Voters in the state of Missouri recently passed a constitutional amendment to require Kansas City to spend more of its budget on policing.
Amendment 4, which passed with 63% of the votes, was drafted to ensure that Kansas City — which does not have local control over its police department — pays at least 25% of its general revenue to its police department.
Currently, Kansas City spends a minimum of 20% on law enforcement.
Earlier this year, state lawmakers passed a law requiring police budget increases for Kansas City, but it could not go into effect due to prohibitions in the state constitution over unfunded mandates.
Voters across the state overwhelmingly supported the measure, while in Kansas City a majority of residents opposed it.
The language of the amendment asked voters whether the state constitution should be amended to “increase minimum funding for a police force established by a state board of police commissioners to ensure such police force has additional resources to serve its communities.”
Lawmakers say they were also responding to Kansas City officials’ attempts to divert funds from the police department to social service and crime prevention programs.
For example, GOP legislators claimed the city was attempting to defund police in the city.
Republican State Sen. Tony Luetkemeyer said the legislation is an effort to support law enforcement in a time of “radical attempts across the country by city councils to defund the police.”

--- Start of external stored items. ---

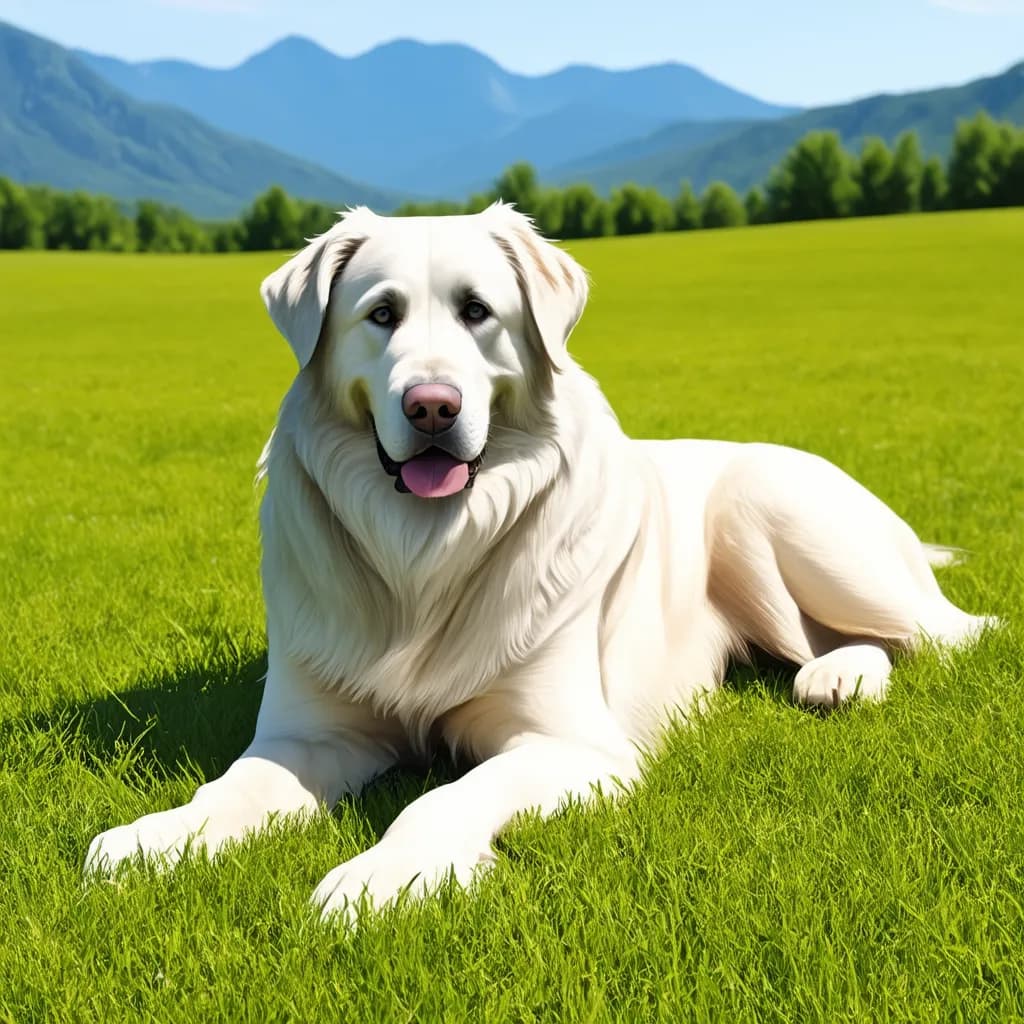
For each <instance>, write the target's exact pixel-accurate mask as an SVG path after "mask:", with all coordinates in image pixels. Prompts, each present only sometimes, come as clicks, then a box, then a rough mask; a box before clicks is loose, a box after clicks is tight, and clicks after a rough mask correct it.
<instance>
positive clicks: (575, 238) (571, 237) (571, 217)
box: [562, 184, 612, 239]
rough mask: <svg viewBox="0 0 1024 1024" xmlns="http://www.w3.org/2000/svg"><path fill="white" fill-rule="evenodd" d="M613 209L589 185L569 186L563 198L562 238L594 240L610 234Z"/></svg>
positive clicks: (563, 195)
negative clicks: (610, 207)
mask: <svg viewBox="0 0 1024 1024" xmlns="http://www.w3.org/2000/svg"><path fill="white" fill-rule="evenodd" d="M611 230H612V223H611V209H610V207H609V206H608V204H607V203H606V202H605V201H604V200H603V199H601V197H600V196H598V195H597V193H596V191H594V189H593V188H592V187H591V186H590V185H588V184H577V185H569V186H568V187H567V188H566V189H565V191H564V194H563V197H562V238H563V239H592V238H599V237H601V236H603V234H610V233H611Z"/></svg>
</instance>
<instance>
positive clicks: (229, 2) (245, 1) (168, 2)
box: [157, 0, 256, 14]
mask: <svg viewBox="0 0 1024 1024" xmlns="http://www.w3.org/2000/svg"><path fill="white" fill-rule="evenodd" d="M157 3H158V4H159V5H160V6H161V7H181V8H183V9H185V10H201V11H206V12H207V13H210V14H250V13H252V12H253V11H254V10H256V4H255V3H254V2H252V0H157Z"/></svg>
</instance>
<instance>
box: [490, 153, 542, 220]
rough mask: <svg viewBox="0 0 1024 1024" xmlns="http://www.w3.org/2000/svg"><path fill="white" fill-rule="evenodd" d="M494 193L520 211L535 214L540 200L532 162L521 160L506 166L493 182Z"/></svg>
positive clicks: (536, 172) (523, 212)
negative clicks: (529, 162) (497, 179)
mask: <svg viewBox="0 0 1024 1024" xmlns="http://www.w3.org/2000/svg"><path fill="white" fill-rule="evenodd" d="M494 194H495V197H496V198H497V199H500V200H501V201H502V202H503V203H514V204H515V208H516V209H517V210H518V211H519V212H520V213H525V214H527V215H528V216H536V215H537V211H538V208H539V206H540V202H541V185H540V182H539V181H538V180H537V171H535V170H534V166H532V164H527V163H526V162H525V161H521V162H520V163H518V164H513V165H512V166H511V167H508V168H506V169H505V170H504V171H503V172H502V174H501V176H500V177H499V178H498V180H497V181H496V182H495V187H494Z"/></svg>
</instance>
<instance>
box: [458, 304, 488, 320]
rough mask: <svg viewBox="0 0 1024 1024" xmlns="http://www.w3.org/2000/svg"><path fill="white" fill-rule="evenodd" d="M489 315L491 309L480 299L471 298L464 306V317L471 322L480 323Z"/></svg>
mask: <svg viewBox="0 0 1024 1024" xmlns="http://www.w3.org/2000/svg"><path fill="white" fill-rule="evenodd" d="M489 315H490V310H489V309H488V308H487V307H486V306H485V305H484V304H483V303H482V302H480V301H479V299H470V300H469V302H467V303H466V304H465V305H464V306H463V307H462V318H463V319H464V321H468V322H469V323H470V324H480V323H482V322H483V321H485V319H486V318H487V317H488V316H489Z"/></svg>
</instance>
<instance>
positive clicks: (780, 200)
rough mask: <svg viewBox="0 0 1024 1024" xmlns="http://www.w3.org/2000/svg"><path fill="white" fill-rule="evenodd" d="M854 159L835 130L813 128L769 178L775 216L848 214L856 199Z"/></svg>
mask: <svg viewBox="0 0 1024 1024" xmlns="http://www.w3.org/2000/svg"><path fill="white" fill-rule="evenodd" d="M857 196H858V189H857V183H856V181H855V180H854V178H853V162H852V160H851V158H850V155H849V154H848V153H846V151H845V150H844V148H843V146H842V144H841V143H840V139H839V135H838V134H837V133H836V132H821V131H818V132H810V133H809V134H807V135H805V136H804V137H803V138H802V139H801V140H800V141H799V142H798V143H797V144H796V145H795V146H794V147H793V148H792V150H791V151H790V152H788V153H787V154H786V155H785V157H784V158H783V160H782V163H781V164H780V165H779V166H778V167H777V168H776V169H775V170H774V171H773V172H772V175H771V177H770V178H769V181H768V209H769V215H770V217H771V219H772V220H818V219H821V218H827V217H846V216H849V215H850V214H851V213H852V212H853V210H854V208H855V206H856V202H857Z"/></svg>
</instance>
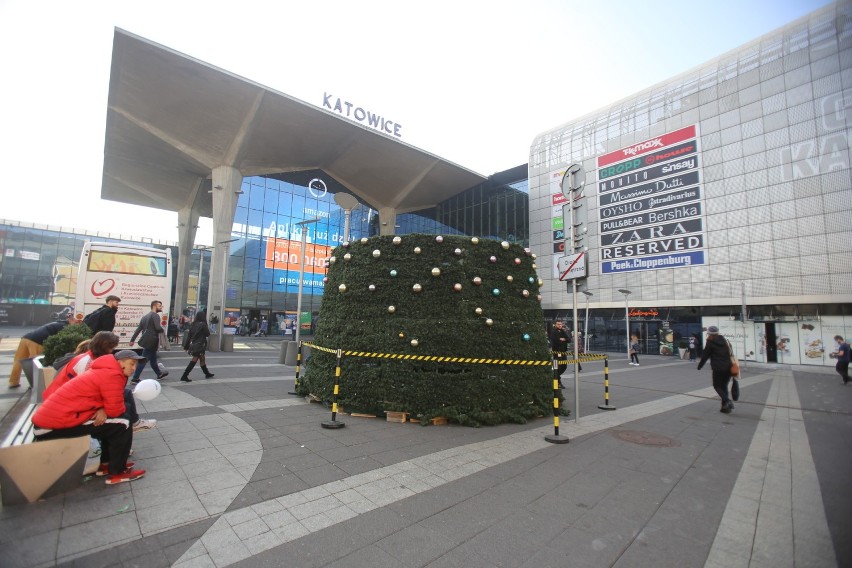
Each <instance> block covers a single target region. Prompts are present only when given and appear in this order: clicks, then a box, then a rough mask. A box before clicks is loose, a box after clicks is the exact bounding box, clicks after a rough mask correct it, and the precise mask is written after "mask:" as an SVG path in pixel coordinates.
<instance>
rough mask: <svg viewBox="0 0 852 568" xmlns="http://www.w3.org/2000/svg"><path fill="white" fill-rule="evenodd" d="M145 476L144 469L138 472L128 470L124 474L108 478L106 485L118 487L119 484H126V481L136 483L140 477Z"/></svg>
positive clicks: (132, 470)
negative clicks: (117, 485) (130, 481)
mask: <svg viewBox="0 0 852 568" xmlns="http://www.w3.org/2000/svg"><path fill="white" fill-rule="evenodd" d="M144 475H145V470H144V469H137V470H128V471H125V472H123V473H117V474H115V475H110V476H109V477H107V480H106V484H107V485H116V484H117V483H124V482H125V481H136V480H137V479H139V478H140V477H143V476H144Z"/></svg>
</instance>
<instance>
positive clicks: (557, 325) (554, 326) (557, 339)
mask: <svg viewBox="0 0 852 568" xmlns="http://www.w3.org/2000/svg"><path fill="white" fill-rule="evenodd" d="M568 343H569V340H568V332H567V331H565V324H564V323H562V321H560V320H556V321H555V322H554V324H553V330H552V331H551V332H550V350H551V351H552V356H553V358H554V359H556V360H557V361H559V362H558V363H557V365H556V377H557V379H556V380H557V381H558V383H559V388H561V389H564V388H565V385H563V384H562V373H564V372H565V369H567V368H568V361H567V360H568Z"/></svg>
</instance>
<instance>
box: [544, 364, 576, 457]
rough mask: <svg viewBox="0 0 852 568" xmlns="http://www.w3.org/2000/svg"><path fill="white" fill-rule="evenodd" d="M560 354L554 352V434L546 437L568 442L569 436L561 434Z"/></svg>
mask: <svg viewBox="0 0 852 568" xmlns="http://www.w3.org/2000/svg"><path fill="white" fill-rule="evenodd" d="M557 357H558V355H556V354H555V353H554V354H553V434H548V435H547V436H545V437H544V439H545V440H546V441H548V442H550V443H551V444H567V443H568V442H569V441H570V440H569V439H568V436H560V435H559V392H560V390H559V371H558V367H559V362H558V360H557Z"/></svg>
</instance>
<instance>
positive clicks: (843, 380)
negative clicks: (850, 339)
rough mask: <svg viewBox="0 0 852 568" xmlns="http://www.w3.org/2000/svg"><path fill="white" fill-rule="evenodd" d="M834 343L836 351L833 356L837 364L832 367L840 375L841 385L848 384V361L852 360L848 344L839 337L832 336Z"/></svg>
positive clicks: (846, 384) (848, 362) (844, 384)
mask: <svg viewBox="0 0 852 568" xmlns="http://www.w3.org/2000/svg"><path fill="white" fill-rule="evenodd" d="M834 341H835V342H836V343H837V351H835V352H834V356H835V357H837V364H836V365H835V366H834V368H835V369H837V372H838V373H840V378H841V379H843V384H844V385H847V384H849V361H850V360H852V353H850V349H849V344H848V343H847V342H846V341H844V340H843V337H842V336H840V335H835V336H834Z"/></svg>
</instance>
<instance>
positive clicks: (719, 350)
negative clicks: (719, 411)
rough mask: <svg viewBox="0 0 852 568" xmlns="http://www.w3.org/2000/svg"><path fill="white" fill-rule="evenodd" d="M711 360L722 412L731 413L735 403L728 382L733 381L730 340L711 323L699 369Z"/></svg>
mask: <svg viewBox="0 0 852 568" xmlns="http://www.w3.org/2000/svg"><path fill="white" fill-rule="evenodd" d="M708 359H709V360H710V368H711V369H713V388H714V389H716V392H717V393H719V397H720V398H721V399H722V408H720V409H719V411H720V412H724V413H725V414H730V413H731V411H732V410H733V409H734V403H733V402H731V399H730V397H729V396H728V383H729V382H731V351H730V349H728V342H727V340H725V337H724V336H723V335H720V334H719V328H718V327H716V326H715V325H711V326H710V327H708V328H707V342H706V343H705V344H704V352H703V353H702V354H701V360H700V361H699V362H698V370H699V371H700V370H701V367H703V366H704V363H706V362H707V360H708Z"/></svg>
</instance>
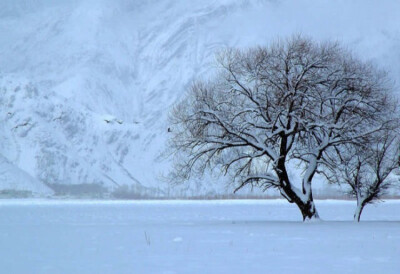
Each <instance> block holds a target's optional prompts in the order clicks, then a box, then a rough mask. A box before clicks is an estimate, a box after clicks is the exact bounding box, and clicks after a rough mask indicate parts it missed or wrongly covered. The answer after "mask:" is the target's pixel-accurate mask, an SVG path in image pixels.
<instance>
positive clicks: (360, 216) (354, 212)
mask: <svg viewBox="0 0 400 274" xmlns="http://www.w3.org/2000/svg"><path fill="white" fill-rule="evenodd" d="M364 206H365V204H364V203H359V204H357V208H356V211H355V212H354V221H357V222H359V221H360V217H361V213H362V211H363V209H364Z"/></svg>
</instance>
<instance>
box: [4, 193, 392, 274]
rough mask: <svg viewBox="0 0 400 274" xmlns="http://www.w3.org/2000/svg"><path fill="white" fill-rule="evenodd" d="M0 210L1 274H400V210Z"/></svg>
mask: <svg viewBox="0 0 400 274" xmlns="http://www.w3.org/2000/svg"><path fill="white" fill-rule="evenodd" d="M317 206H318V209H319V212H320V215H321V216H322V217H323V218H324V220H325V221H322V222H316V223H302V222H301V220H300V219H301V217H300V213H299V212H298V210H297V208H296V207H295V206H293V205H290V204H288V203H287V202H285V201H282V200H263V201H262V200H247V201H245V200H235V201H229V200H227V201H134V202H120V201H105V202H104V201H55V200H47V201H43V200H2V201H1V202H0V243H1V248H0V266H1V270H0V272H1V273H52V274H53V273H363V274H364V273H399V269H400V201H386V202H385V203H380V204H377V205H372V206H367V207H366V209H365V212H364V215H363V216H362V220H363V221H362V222H361V223H359V224H357V223H353V222H352V221H351V218H352V213H353V210H354V207H355V203H354V202H352V201H329V200H328V201H317Z"/></svg>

“At this critical moment, we need to make sure that we’re defending our police, not defunding them,” Luetkemeyer said in June. “This bill ensures the brave men and women of this department have the resources they need to protect our city.”
City officials, including Mayor Quinton Lucas, responded by saying the police department is generally funded above the 20% minimum.
Lucas and civil rights leaders, who are suing over the proposal, called the amendment “unconstitutional” and a “power grab” by GOP lawmakers, and blamed false ballot language for deceiving the public.
The mayor also said that Amendment 4 won’t affect public safety.
“In the meantime, I do hope proponents of the amendment pressure the state board to spend any increase on actual officer salaries and benefits, something the board and the legislature seem reluctant to do. Hell of a way to back the blue,” Lucas said.
According to the Kansas City Police Department, there have been 147 homicides in the city this year — up from 134 in 2021.